9. Key files & tests

• workflow.py — parse + discovery + header resolution + full-scope linkage map.
• converter.py — populates SessionTree.workflow_runs / workflow_links (directory and single-file paths).
• dag.py — the two SessionTree fields.
• renderer.py — _link_workflow_runs, _splice_workflow_runs, _graft_agent_sidechannel, _recount_spliced_children, titles.
• models.py — WorkflowToolInput (+ workflow_run, phase_anchor_indices), WorkflowPhaseMessage, WorkflowAgentMessage.
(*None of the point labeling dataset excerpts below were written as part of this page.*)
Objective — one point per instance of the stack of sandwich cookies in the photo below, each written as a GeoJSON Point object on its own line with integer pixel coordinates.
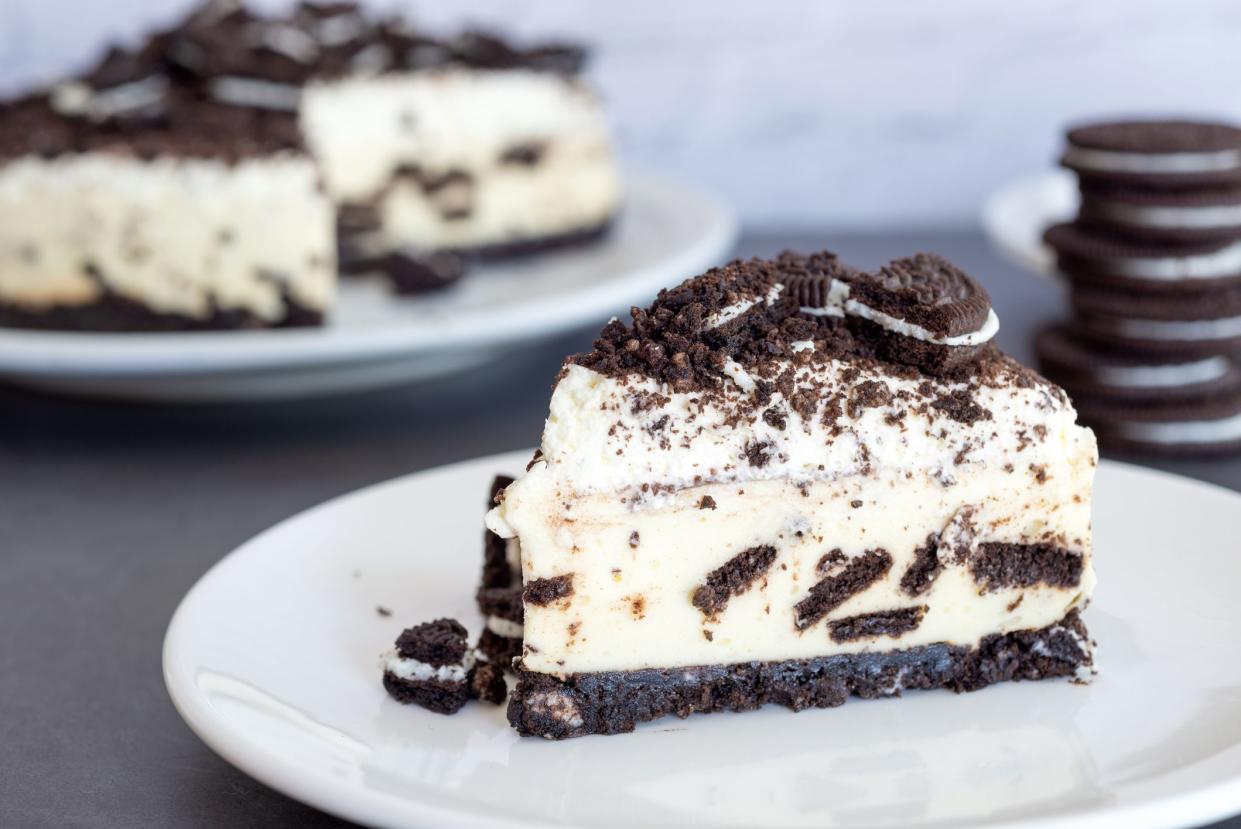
{"type": "Point", "coordinates": [753, 494]}
{"type": "Point", "coordinates": [1182, 405]}
{"type": "Point", "coordinates": [1153, 262]}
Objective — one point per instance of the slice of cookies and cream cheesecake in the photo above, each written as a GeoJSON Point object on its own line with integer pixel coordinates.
{"type": "Point", "coordinates": [792, 482]}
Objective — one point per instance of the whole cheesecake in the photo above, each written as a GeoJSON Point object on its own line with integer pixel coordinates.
{"type": "Point", "coordinates": [793, 482]}
{"type": "Point", "coordinates": [216, 175]}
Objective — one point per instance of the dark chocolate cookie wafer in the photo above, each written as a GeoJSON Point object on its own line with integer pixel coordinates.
{"type": "Point", "coordinates": [503, 613]}
{"type": "Point", "coordinates": [1167, 426]}
{"type": "Point", "coordinates": [921, 310]}
{"type": "Point", "coordinates": [1177, 324]}
{"type": "Point", "coordinates": [1090, 256]}
{"type": "Point", "coordinates": [1172, 216]}
{"type": "Point", "coordinates": [431, 667]}
{"type": "Point", "coordinates": [1088, 371]}
{"type": "Point", "coordinates": [1155, 154]}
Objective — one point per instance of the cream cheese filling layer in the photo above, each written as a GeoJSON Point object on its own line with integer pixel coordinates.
{"type": "Point", "coordinates": [631, 606]}
{"type": "Point", "coordinates": [179, 236]}
{"type": "Point", "coordinates": [1155, 163]}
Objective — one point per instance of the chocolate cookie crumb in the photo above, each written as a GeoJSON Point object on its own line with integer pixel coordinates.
{"type": "Point", "coordinates": [732, 578]}
{"type": "Point", "coordinates": [882, 623]}
{"type": "Point", "coordinates": [827, 595]}
{"type": "Point", "coordinates": [545, 591]}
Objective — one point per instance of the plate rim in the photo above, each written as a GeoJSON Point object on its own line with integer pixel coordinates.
{"type": "Point", "coordinates": [993, 216]}
{"type": "Point", "coordinates": [1214, 802]}
{"type": "Point", "coordinates": [51, 354]}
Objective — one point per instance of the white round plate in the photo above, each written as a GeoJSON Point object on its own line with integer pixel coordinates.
{"type": "Point", "coordinates": [664, 233]}
{"type": "Point", "coordinates": [273, 660]}
{"type": "Point", "coordinates": [1015, 216]}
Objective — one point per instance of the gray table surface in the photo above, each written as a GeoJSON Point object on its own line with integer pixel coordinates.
{"type": "Point", "coordinates": [109, 513]}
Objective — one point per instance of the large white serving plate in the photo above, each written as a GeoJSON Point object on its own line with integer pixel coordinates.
{"type": "Point", "coordinates": [664, 233]}
{"type": "Point", "coordinates": [1015, 216]}
{"type": "Point", "coordinates": [273, 660]}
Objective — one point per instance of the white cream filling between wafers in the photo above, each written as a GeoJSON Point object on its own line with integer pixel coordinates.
{"type": "Point", "coordinates": [1118, 161]}
{"type": "Point", "coordinates": [1224, 262]}
{"type": "Point", "coordinates": [1200, 217]}
{"type": "Point", "coordinates": [256, 93]}
{"type": "Point", "coordinates": [1170, 330]}
{"type": "Point", "coordinates": [1182, 374]}
{"type": "Point", "coordinates": [839, 304]}
{"type": "Point", "coordinates": [1225, 428]}
{"type": "Point", "coordinates": [732, 312]}
{"type": "Point", "coordinates": [421, 672]}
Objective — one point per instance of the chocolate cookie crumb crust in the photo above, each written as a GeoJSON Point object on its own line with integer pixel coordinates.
{"type": "Point", "coordinates": [112, 312]}
{"type": "Point", "coordinates": [616, 701]}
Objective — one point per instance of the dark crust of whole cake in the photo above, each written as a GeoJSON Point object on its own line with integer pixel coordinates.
{"type": "Point", "coordinates": [114, 313]}
{"type": "Point", "coordinates": [607, 703]}
{"type": "Point", "coordinates": [220, 40]}
{"type": "Point", "coordinates": [670, 344]}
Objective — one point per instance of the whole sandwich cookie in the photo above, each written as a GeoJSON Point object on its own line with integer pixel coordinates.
{"type": "Point", "coordinates": [1174, 216]}
{"type": "Point", "coordinates": [1160, 323]}
{"type": "Point", "coordinates": [1090, 256]}
{"type": "Point", "coordinates": [921, 310]}
{"type": "Point", "coordinates": [1203, 427]}
{"type": "Point", "coordinates": [1111, 375]}
{"type": "Point", "coordinates": [1155, 153]}
{"type": "Point", "coordinates": [433, 667]}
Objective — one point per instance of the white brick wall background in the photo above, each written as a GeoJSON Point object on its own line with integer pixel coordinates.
{"type": "Point", "coordinates": [844, 114]}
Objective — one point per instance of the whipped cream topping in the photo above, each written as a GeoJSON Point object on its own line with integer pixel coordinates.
{"type": "Point", "coordinates": [833, 418]}
{"type": "Point", "coordinates": [1120, 161]}
{"type": "Point", "coordinates": [838, 303]}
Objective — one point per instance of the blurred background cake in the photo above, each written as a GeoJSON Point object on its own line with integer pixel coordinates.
{"type": "Point", "coordinates": [210, 176]}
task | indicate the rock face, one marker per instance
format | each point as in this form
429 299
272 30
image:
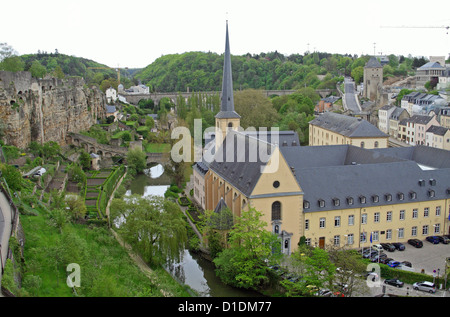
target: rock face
45 110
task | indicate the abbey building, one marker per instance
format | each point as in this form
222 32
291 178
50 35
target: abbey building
332 194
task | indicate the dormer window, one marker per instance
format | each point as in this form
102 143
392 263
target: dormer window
336 201
362 199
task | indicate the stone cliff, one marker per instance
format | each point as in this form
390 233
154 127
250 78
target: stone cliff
45 110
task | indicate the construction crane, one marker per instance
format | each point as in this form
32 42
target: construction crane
417 27
116 69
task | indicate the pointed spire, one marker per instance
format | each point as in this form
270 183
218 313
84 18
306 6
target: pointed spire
227 103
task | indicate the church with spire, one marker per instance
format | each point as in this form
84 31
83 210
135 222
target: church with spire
330 195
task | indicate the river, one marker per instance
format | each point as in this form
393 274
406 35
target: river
193 270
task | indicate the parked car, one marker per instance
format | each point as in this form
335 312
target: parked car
425 286
406 263
378 257
377 247
394 282
388 247
432 239
393 263
386 260
399 246
370 254
416 243
372 275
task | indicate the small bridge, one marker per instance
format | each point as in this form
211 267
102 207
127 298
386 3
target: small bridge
173 96
91 145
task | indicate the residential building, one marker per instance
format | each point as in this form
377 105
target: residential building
325 104
430 72
444 117
111 95
333 129
373 79
384 115
396 117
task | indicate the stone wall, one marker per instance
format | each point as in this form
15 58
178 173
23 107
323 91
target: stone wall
47 109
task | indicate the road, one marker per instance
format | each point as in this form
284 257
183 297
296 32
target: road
351 99
5 229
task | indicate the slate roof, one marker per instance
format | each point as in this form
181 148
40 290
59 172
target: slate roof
239 162
432 65
332 174
396 113
373 63
227 102
437 130
347 126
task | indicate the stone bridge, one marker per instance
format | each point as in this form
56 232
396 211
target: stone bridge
156 97
91 145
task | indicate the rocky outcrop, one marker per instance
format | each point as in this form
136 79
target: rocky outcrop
45 110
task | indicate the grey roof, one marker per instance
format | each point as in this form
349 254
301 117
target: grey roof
437 130
433 65
347 126
328 174
110 109
397 112
227 103
238 160
373 63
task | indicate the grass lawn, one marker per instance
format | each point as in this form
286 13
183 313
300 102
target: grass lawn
157 148
105 267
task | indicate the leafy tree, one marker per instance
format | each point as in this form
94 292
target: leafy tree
37 70
244 264
136 160
84 160
153 226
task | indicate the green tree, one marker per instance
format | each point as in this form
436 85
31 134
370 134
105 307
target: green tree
153 226
37 69
136 160
252 247
84 160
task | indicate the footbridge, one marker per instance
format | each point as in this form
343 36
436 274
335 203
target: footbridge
134 98
91 145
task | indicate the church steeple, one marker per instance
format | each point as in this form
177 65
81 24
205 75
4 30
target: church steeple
227 102
227 118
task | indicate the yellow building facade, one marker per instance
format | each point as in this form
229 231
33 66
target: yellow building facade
337 129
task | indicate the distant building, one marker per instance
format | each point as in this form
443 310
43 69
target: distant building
413 130
438 137
431 71
373 79
111 95
334 129
112 111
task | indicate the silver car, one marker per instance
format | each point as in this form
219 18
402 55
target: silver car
425 286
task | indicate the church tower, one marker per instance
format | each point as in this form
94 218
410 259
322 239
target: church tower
227 118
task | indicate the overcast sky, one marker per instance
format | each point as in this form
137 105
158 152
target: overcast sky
135 33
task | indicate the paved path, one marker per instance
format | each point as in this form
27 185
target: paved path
5 229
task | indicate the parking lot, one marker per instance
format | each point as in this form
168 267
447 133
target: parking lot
429 258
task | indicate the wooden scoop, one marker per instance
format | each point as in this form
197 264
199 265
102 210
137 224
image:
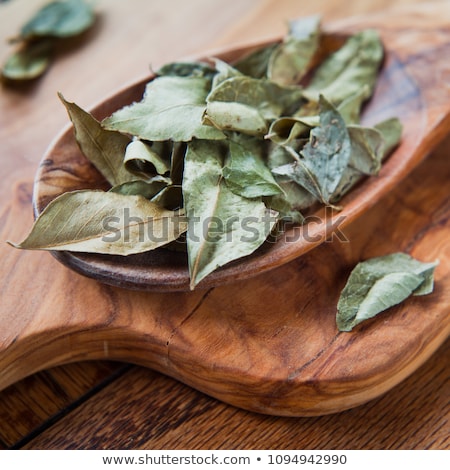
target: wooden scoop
414 86
269 343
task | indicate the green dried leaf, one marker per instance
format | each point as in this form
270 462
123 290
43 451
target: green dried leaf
147 160
171 197
246 104
379 283
29 62
285 130
187 69
172 109
246 174
291 60
255 64
99 222
104 149
224 72
391 130
222 225
350 108
324 158
354 66
369 147
140 188
61 18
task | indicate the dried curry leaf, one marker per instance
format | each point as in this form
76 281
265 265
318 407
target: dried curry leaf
104 149
187 69
291 59
353 67
323 160
61 18
172 109
98 222
29 62
222 225
147 189
245 172
147 160
380 283
246 104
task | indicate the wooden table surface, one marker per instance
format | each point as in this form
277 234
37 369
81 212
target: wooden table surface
108 405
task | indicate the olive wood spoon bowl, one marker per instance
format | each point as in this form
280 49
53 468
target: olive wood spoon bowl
268 344
414 85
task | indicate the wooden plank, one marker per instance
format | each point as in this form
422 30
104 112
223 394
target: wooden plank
30 118
27 405
144 410
46 123
267 21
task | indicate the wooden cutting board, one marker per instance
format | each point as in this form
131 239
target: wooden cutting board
268 344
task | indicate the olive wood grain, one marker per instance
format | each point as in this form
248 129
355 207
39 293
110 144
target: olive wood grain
268 344
414 85
264 344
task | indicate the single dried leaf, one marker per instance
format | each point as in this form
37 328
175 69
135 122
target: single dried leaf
29 62
291 60
187 69
354 66
147 189
222 225
246 104
147 160
380 283
61 18
104 149
324 158
287 129
246 174
391 130
98 222
224 72
172 109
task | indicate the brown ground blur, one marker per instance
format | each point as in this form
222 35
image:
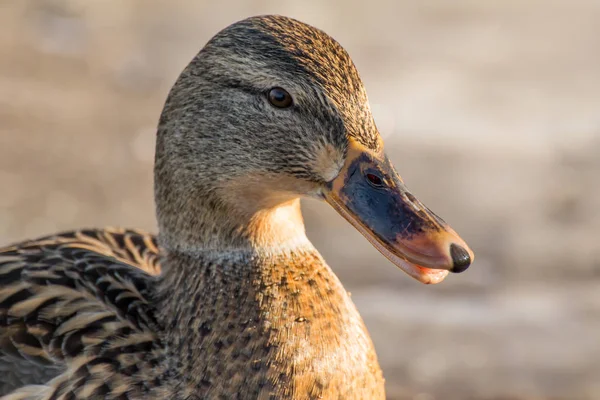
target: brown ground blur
491 112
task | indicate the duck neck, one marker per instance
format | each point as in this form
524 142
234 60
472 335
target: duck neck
225 313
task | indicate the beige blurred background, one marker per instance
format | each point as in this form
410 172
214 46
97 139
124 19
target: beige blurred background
490 111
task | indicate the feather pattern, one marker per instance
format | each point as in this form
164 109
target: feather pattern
77 304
• html/tool_formatters.py — format_workflow_input, format_workflow_phase_content, format_workflow_agent_content.
• markdown/renderer.py — format_WorkflowToolInput, format_WorkflowPhaseMessage, format_WorkflowAgentMessage.
• Fixture: test/test_data/workflow_basic/ (generated by scripts/gen_workflow_fixture.py) — run wf_demo01, 2 phases, 3 agents (two StructuredOutput dicts + one Markdown string), each with a 3-entry side-channel. Tests in test/test_workflow_rendering.py (parse, linkage, splice, rendering, single-file, pagination boundary) and test/test_workflow_browser.py (Playwright fold).